Segments of their route were well-known and well-documented in some circles, but other segments required more research and careful planning, he said.

Maxwell’s experience with these types of trips came in handy, especially when it came to knowing what and how much to bring with them.

“Especially with food,” Bendel said. They did not actually bring much. “We ended up getting a lot of our own food.”

Maxwell gathered a sizeable amount of wild rice and apples. Bendel and Ritter were hunters, so they added venison to their subsistence.

They wanted to do the entire trip on the cheap. Maxwell’s 2011 trip, from Grand Portage, Minn., to York Factory, Manitoba, on the Hudson Bay, required some flying, which was too expensive.

So to get to Alberta they sought multiple forms of transportation. They drove from Duluth to Winnipeg, Manitoba. They left their car with friends and hopped a train to Jasper, Alberta, from where they would begin their adventure.

Once they reached Churchill in August, they were able to take a train back to Winnipeg.

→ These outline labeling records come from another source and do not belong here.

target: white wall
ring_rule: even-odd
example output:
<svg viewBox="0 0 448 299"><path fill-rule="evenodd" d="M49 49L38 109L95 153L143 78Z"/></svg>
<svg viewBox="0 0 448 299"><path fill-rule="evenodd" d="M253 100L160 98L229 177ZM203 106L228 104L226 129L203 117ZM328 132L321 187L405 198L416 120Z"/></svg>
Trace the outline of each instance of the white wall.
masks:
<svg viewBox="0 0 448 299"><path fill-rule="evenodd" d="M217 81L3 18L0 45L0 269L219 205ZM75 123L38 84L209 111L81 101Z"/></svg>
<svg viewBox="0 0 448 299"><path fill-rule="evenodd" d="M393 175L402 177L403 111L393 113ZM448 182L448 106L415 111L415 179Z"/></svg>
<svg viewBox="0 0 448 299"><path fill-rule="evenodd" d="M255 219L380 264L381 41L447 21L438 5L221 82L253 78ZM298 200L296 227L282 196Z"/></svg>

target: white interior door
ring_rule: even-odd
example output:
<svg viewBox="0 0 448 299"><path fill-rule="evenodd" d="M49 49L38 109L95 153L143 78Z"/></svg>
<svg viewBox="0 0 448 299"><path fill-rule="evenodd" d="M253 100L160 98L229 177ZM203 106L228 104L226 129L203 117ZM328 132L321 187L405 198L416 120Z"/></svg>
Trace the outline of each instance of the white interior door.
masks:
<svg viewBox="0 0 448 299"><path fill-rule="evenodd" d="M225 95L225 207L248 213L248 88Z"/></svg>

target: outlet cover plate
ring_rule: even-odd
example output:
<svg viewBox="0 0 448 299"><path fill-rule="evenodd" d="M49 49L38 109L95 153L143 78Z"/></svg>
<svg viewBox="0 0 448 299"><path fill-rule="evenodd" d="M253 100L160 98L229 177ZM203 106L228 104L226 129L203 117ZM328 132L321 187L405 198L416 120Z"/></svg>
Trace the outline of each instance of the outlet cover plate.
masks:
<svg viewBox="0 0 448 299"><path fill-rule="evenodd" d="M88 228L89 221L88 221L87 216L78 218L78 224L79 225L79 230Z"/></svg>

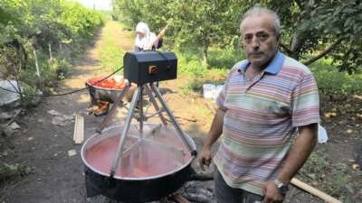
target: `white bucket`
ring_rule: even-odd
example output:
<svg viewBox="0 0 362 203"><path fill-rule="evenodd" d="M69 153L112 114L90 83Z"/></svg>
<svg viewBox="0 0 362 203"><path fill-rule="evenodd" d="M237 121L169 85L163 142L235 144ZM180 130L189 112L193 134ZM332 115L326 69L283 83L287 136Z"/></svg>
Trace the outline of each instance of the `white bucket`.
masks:
<svg viewBox="0 0 362 203"><path fill-rule="evenodd" d="M213 98L216 87L213 84L203 85L204 98Z"/></svg>
<svg viewBox="0 0 362 203"><path fill-rule="evenodd" d="M214 94L214 98L217 98L217 97L219 96L220 92L223 90L224 88L224 85L217 85Z"/></svg>

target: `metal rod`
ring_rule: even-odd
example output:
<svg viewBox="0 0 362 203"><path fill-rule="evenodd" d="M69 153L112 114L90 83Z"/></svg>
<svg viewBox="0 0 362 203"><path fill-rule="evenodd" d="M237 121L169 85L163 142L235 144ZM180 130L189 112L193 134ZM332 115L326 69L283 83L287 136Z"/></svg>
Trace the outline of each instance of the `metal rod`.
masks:
<svg viewBox="0 0 362 203"><path fill-rule="evenodd" d="M133 112L135 111L135 106L137 104L137 100L139 97L139 93L140 93L140 87L138 87L136 89L136 91L133 95L133 97L132 97L132 101L130 102L129 111L127 114L127 117L126 117L125 125L123 126L122 134L120 134L119 146L117 147L116 156L112 160L112 165L111 165L110 174L111 178L116 173L116 169L117 169L117 166L119 166L119 165L122 165L122 160L121 159L119 160L119 156L120 156L120 152L122 152L125 142L126 142L127 133L129 132L129 129L130 122L132 119L132 115L133 115Z"/></svg>
<svg viewBox="0 0 362 203"><path fill-rule="evenodd" d="M163 108L165 109L166 113L167 113L168 117L170 118L172 124L175 126L175 129L178 133L178 135L180 136L181 140L184 142L184 143L187 146L188 150L193 153L193 155L195 156L195 148L193 147L193 145L189 143L189 141L186 138L185 133L182 131L180 125L177 124L176 121L176 118L170 109L168 108L167 105L166 104L165 100L162 98L161 93L159 93L158 89L155 87L154 84L150 83L152 90L155 92L156 96L157 97L158 100L160 101Z"/></svg>
<svg viewBox="0 0 362 203"><path fill-rule="evenodd" d="M139 94L139 97L138 97L138 102L139 102L139 106L138 106L138 111L139 111L139 137L141 140L144 139L143 137L143 86L141 85L139 88L140 90L140 94Z"/></svg>
<svg viewBox="0 0 362 203"><path fill-rule="evenodd" d="M155 109L157 111L157 114L158 114L159 119L161 120L162 124L164 125L167 125L167 122L166 121L164 115L162 115L163 109L159 108L158 104L155 99L155 97L153 97L152 92L151 92L151 90L149 89L149 88L148 88L148 86L147 84L145 85L145 89L146 89L146 92L148 94L149 100L151 101L153 106L155 107Z"/></svg>
<svg viewBox="0 0 362 203"><path fill-rule="evenodd" d="M101 134L101 131L106 127L107 124L110 122L110 118L113 116L113 114L116 112L116 108L118 106L118 104L122 101L123 97L129 91L129 88L130 88L130 83L129 83L126 86L126 88L123 89L123 91L120 93L120 95L116 98L116 101L114 102L112 108L110 108L110 113L104 118L104 120L101 123L100 126L96 130L97 133Z"/></svg>

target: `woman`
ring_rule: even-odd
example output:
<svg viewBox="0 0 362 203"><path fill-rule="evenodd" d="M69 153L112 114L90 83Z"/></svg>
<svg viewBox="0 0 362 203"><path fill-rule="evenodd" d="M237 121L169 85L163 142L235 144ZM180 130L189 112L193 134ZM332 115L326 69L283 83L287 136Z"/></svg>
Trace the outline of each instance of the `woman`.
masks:
<svg viewBox="0 0 362 203"><path fill-rule="evenodd" d="M136 26L135 51L155 51L162 46L162 35L156 36L149 31L148 25L139 22Z"/></svg>

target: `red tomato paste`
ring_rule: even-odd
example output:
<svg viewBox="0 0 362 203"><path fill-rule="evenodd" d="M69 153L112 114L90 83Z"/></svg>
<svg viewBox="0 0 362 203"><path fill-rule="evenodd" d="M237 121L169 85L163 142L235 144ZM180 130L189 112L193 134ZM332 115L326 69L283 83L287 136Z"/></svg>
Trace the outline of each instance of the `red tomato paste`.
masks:
<svg viewBox="0 0 362 203"><path fill-rule="evenodd" d="M165 140L165 138L167 139ZM129 152L122 154L121 165L116 170L116 176L128 178L146 178L162 175L179 169L186 164L191 155L183 143L176 137L162 134L159 139L166 141L155 144L158 139L138 142ZM108 137L90 147L86 152L87 162L94 169L110 174L113 159L119 141L119 135ZM124 149L134 142L128 139ZM169 145L173 143L173 145ZM167 147L163 147L167 145ZM174 146L174 147L172 147ZM182 146L182 147L181 147Z"/></svg>

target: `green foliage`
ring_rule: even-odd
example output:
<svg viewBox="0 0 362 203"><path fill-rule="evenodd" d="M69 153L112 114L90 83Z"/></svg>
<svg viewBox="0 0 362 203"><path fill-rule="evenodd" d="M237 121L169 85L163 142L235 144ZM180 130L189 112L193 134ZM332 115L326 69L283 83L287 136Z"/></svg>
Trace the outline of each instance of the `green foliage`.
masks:
<svg viewBox="0 0 362 203"><path fill-rule="evenodd" d="M115 71L123 66L124 51L120 46L117 44L117 39L112 32L121 30L122 24L111 23L105 26L102 32L102 41L104 44L100 50L100 64L102 68L106 68Z"/></svg>
<svg viewBox="0 0 362 203"><path fill-rule="evenodd" d="M224 48L239 35L240 19L261 1L115 0L115 14L133 28L139 21L157 31L171 20L167 39L174 48L196 47L210 60L208 49ZM343 4L342 4L343 3ZM362 67L362 2L359 0L266 0L260 4L278 13L282 50L310 63L319 53L333 57L339 70L357 73ZM330 49L328 49L330 48ZM210 61L208 61L210 63ZM213 61L211 61L213 62Z"/></svg>
<svg viewBox="0 0 362 203"><path fill-rule="evenodd" d="M320 93L329 96L362 93L362 74L348 75L329 64L330 60L322 60L310 66Z"/></svg>
<svg viewBox="0 0 362 203"><path fill-rule="evenodd" d="M343 202L357 200L354 195L358 192L360 185L355 180L362 178L362 171L352 171L343 162L333 161L323 150L313 152L299 174L308 181L316 182L319 189Z"/></svg>
<svg viewBox="0 0 362 203"><path fill-rule="evenodd" d="M208 65L217 69L231 69L236 62L245 59L241 49L226 46L224 49L210 49Z"/></svg>
<svg viewBox="0 0 362 203"><path fill-rule="evenodd" d="M1 76L17 78L32 88L54 85L70 72L68 61L84 52L81 44L92 37L103 19L103 14L71 1L0 1ZM41 79L36 76L33 51Z"/></svg>
<svg viewBox="0 0 362 203"><path fill-rule="evenodd" d="M71 70L71 64L66 59L49 60L49 67L52 72L55 73L58 79L65 78Z"/></svg>

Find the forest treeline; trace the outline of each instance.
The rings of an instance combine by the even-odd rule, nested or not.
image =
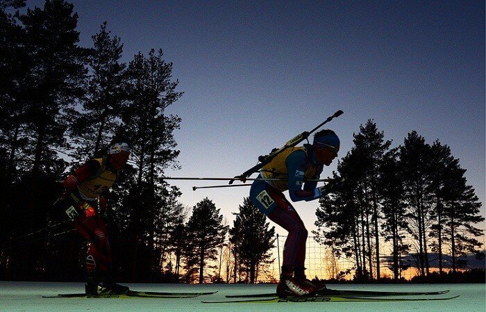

Despite encountering scores of wild animals, Bendel said the trip was largely a peaceful three months.

There were some challenges, though. In a couple instances, the men encountered three straight days of rain. They paddled, ate and slept through a downpour.

“Everything’s wet,” Bendel said. “You can’t do anything about it. It kind of sucks, but it’s definitely worth it.”

The water would get aggressive at points. Unfortunately, there were no portage trails. In the Boundary Waters, there are often well-worn paths on which adventurers can carry a canoe on land to avoid prohibitive waters.

But in these parts of Canada such things don’t exist.

“You definitely are out in the woods now,” Bendel said. “It makes you think about how you to get down the rapids.”

He was “90 percent confident” he could make it, but taking on rapids has its risks.

“If you don’t make it, you lose your boat,” he said.

Traversing the sparsely-populated Canadian frontier without the modern electronic appendages we take for granted seems risky, but the men had plans. They had a device that used GPS to tell others where they were (though it did not tell the men where they were.) The devices transmitted this data to a website so interested people could follow the journey in real-time.

The personal locator beacon was a “last-ditch” option. If they were profoundly lost and in trouble, the device would alert authorities to the whereabouts of Bendel, Ritter and Maxwell.

Bendel said he would “definitely” do another extended outdoors trip.

“A couple years ago I didn’t think I’d ever be on something like this,” he said, “but then you meet the right people and you really want to do it.”